Directors should be incredibly careful to observe the provisions relating to directors’ duties set out in Chapter 2, Part 5 of the Companies Act 2014. These stipulate the duty to act in good faith and in the best interests of the company. Notably, directors should be mindful that the general duty to act in the best interests of the company transforms into a general duty to act in the best interests of the company’s creditors where the company is technically insolvent or nearing insolvency (it becoming unable to pay its debts as they fall due). In such a scenario, directors must balance their duty to creditors while at the same time solving the company’s financial difficulties.
The risk for directors for trading while insolvent is being held liable for the debts of the company. This can arise where the directors of a company are culpable of reckless trading or fraudulent trading.
A director may be held liable for reckless trading where they knowingly continue to trade in a reckless manner specifically if:
- their actions or those of the company would cause a loss to the creditors of the company, or any of them; or
- they contracted a company debt and did not honestly believe on reasonable grounds that the company would be able to pay the debt.
In deciding whether to impose liability in favour of a particular creditor, a court is obliged to have regard to whether the creditor was aware of the company’s financial state of affairs at the time the debt was incurred.

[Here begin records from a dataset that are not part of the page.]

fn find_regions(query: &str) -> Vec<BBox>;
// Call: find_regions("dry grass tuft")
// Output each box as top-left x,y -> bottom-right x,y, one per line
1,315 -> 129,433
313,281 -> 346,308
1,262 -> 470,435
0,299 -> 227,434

Reducing Risk and Pitfalls
The ODCE recently issued a statement providing that directors are permitted to take certain risks to ensure the survival of their business. In such circumstances, it is important that directors demonstrate that they have acted honestly and responsibly. There are several practical things directors can do to demonstrate compliance with their duties:
In order document this, the board should ensure that, at a minimum, the following occurs in order demonstrate that they have conducted themselves accordingly:
- closely investigate the financial position and the future prospects of the company
- consider financial statements presented to the board and stress test the financial information, which is being relied upon and ensure that the company’s records and books are up to date and accurate
- support the view that the company can continue to trade through its financial difficulties and adduce documentary evidence and independent advice
- consider restructuring options and get independent advice on any proposed material transaction from an insolvency practitioner; and
- hold regular board meetings involving all of the directors and record detailed minutes as a full paper trail will be very important in demonstrating that directors have taken appropriate advice on a regular basis and exercised sound judgment.
It is important to avoid simply rubber stamping decisions made elsewhere. Common pitfalls include:
- employees fulfilling the role or director as part of their employment and simply doing their employer’s bidding; and
- directors of subsidiary companies authorising transactions for the ‘greater good’ of the group. Their duty is to the company in which they are a director and not to the corporate group as a whole.
In each situation and at all other times, directors should remain mindful that they are directors of the company with the same obligations as any other director under law. They need to ‘own’ the actions that they take as they will ‘own’ responsibility under law for those actions.